Acquisition parameters were optimized for speed: 5 seconds per frame, 60 frames per head, totalling ~7 minutes per bed. Reconstructed data used OSEM (16 iterations, 9 subsets) with a 128×128 matrix, incorporating a Gaussian model to mitigate collimator–detector blur. Attenuation correction employed a low-dose CT scan. This setup laid the groundwork for reliable single-time-point dosimetry at 48 hours after tracer injection.
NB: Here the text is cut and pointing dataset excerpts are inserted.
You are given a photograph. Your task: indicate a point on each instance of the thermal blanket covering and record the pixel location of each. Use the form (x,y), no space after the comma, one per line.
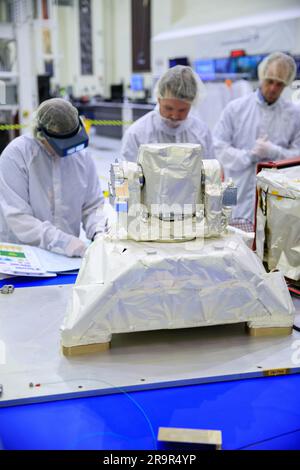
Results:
(126,286)
(278,220)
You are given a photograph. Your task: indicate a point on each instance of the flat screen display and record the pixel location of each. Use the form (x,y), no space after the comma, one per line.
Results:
(205,68)
(137,82)
(178,61)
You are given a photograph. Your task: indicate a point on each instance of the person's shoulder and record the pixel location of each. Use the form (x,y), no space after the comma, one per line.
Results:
(240,103)
(196,121)
(290,106)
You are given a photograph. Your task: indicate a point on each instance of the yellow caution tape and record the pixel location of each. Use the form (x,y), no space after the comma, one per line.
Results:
(11,127)
(87,123)
(275,372)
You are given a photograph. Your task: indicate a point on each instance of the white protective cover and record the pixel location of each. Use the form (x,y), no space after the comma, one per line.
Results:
(278,228)
(166,169)
(126,286)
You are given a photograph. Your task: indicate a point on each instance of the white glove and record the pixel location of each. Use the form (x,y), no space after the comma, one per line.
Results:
(76,247)
(265,150)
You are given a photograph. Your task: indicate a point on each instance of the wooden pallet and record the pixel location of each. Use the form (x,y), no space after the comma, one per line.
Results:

Clinical protocol: STP dosimetry at 48 hours
Eight treatment cycles across five patients were imaged at ~48 hours post-administration, with 177Lu-PSMA I&T activities ranging from 5.6 to 8.1 GBq (mean 6.8 GBq). The same imaging and reconstruction workflow from the phantom study was applied to patient scans to ensure consistency. STP voxel-based dosimetry was then performed with the Hanscheid method in Hermes Dosimetry Software to estimate cumulated activity and absorbed doses in kidneys and tumours.
The Hanscheid dual-time-point concept was adapted for a single-measurement approach, using the 48 h image to approximate the activity present at that time and to project absorbed doses via established conversion factors and Monte Carlo dose simulations.
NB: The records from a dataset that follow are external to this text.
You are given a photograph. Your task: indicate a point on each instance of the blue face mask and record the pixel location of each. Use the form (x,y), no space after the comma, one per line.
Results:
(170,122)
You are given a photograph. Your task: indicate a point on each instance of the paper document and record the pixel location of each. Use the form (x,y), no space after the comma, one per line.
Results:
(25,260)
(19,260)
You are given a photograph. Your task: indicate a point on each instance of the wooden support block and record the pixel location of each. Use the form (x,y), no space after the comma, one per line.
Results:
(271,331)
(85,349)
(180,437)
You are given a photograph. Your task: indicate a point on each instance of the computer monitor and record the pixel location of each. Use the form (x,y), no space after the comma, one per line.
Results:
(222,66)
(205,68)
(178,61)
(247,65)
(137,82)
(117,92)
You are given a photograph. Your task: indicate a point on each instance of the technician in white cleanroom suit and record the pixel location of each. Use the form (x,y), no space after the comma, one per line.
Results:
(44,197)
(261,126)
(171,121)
Results: dose distribution in kidneys and tumours
Kidney doses remained within a narrow, acceptable range: mean 2.04 Gy with a standard deviation of 0.37 Gy (range 1.71–2.67 Gy). This supports renal safety given the commonly cited renal tolerance around 23 Gy. In contrast, tumour doses showed substantial inter- and intra-patient variability (n=25 tumours across eight cycles): 0.98 to 16.05 Gy, mean 5.14 Gy, with a standard deviation of 3.81 Gy. Most tumours received higher doses than kidneys, underscoring the targeted efficacy of 177Lu-PSMA therapy in heterogeneously PSMA-expressing lesions.
Within individuals, tumour doses reflected site-specific biology. For example, some skeletal and lung lesions exhibited high absorbed doses in certain cycles (up to 16.05 Gy in the lumbar spine for one patient), while others showed lower uptake. Such variability highlights the potential relevance of individualized dosimetry for tailoring treatment planning and monitoring response.
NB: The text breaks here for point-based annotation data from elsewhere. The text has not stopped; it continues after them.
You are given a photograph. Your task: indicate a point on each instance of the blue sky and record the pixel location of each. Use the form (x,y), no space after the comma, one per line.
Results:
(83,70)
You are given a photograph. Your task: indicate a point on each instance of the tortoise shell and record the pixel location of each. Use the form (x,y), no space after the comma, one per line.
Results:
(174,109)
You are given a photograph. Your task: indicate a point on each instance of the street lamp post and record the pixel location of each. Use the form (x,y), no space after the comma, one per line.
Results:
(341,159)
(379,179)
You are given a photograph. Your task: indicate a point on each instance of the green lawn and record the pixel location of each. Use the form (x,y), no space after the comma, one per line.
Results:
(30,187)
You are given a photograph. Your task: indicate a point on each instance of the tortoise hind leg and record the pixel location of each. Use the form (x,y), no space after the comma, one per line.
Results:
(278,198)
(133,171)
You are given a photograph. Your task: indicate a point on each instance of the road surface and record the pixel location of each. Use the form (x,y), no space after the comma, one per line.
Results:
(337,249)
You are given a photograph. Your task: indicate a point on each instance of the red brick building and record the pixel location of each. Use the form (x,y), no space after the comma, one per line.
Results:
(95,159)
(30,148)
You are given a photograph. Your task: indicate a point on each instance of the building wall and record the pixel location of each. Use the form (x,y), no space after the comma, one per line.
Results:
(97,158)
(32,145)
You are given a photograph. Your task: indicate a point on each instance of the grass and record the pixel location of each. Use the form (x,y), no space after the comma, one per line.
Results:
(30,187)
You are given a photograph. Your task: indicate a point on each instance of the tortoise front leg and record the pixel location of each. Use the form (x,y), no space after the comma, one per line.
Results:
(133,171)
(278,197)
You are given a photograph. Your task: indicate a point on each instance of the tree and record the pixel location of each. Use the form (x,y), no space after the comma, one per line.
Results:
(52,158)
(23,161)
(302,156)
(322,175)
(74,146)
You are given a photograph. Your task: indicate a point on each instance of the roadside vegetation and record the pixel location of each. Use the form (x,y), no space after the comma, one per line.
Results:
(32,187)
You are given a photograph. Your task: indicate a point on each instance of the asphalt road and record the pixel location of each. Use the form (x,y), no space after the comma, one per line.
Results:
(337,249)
Clinical implications and discussion
STP dosimetry combined with fast SPECT acquisitions offers a practical route to quantify therapeutic dose with reduced imaging burden. The kidney doses observed align with safety expectations, while the wider range of tumour doses echoes the heterogeneity of metastatic disease and supports the use of patient-specific dosimetry to guide subsequent cycles and dose adjustments. These findings complement known correlations between higher tumour doses and PSA responses in prospective studies, suggesting that STP approaches can help identify patients who may benefit from dose optimization or alternative radiopharmaceutical strategies in scenarios of suboptimal uptake.
Limitations and future directions
The study’s small sample size limits statistical power. Fast acquisitions may marginally affect image quality and quantitative accuracy, particularly for small or low-uptake lesions. Ongoing work aims to confirm these findings in larger cohorts and across different scanners, and to refine calibration schemes and reconstruction parameters to further stabilize dose estimates from a single 48-hour SPECT snapshot. Prospective trials could also evaluate whether STP-based dosing improves clinical outcomes and resource utilization compared with traditional multi-time-point dosimetry.
Conclusion
Fast SPECT acquisitions enabling STP dosimetry for 177Lu-PSMA in mCRPC demonstrate feasibility and clinical relevance. By delivering robust absorbed dose estimates at a single, strategically chosen time point, this approach can reduce imaging and workflow burdens while preserving patient safety and treatment efficacy. The transition from phantom validation to routine clinical practice marks a meaningful step toward more efficient, dosimetry-guided nuclear medicine care.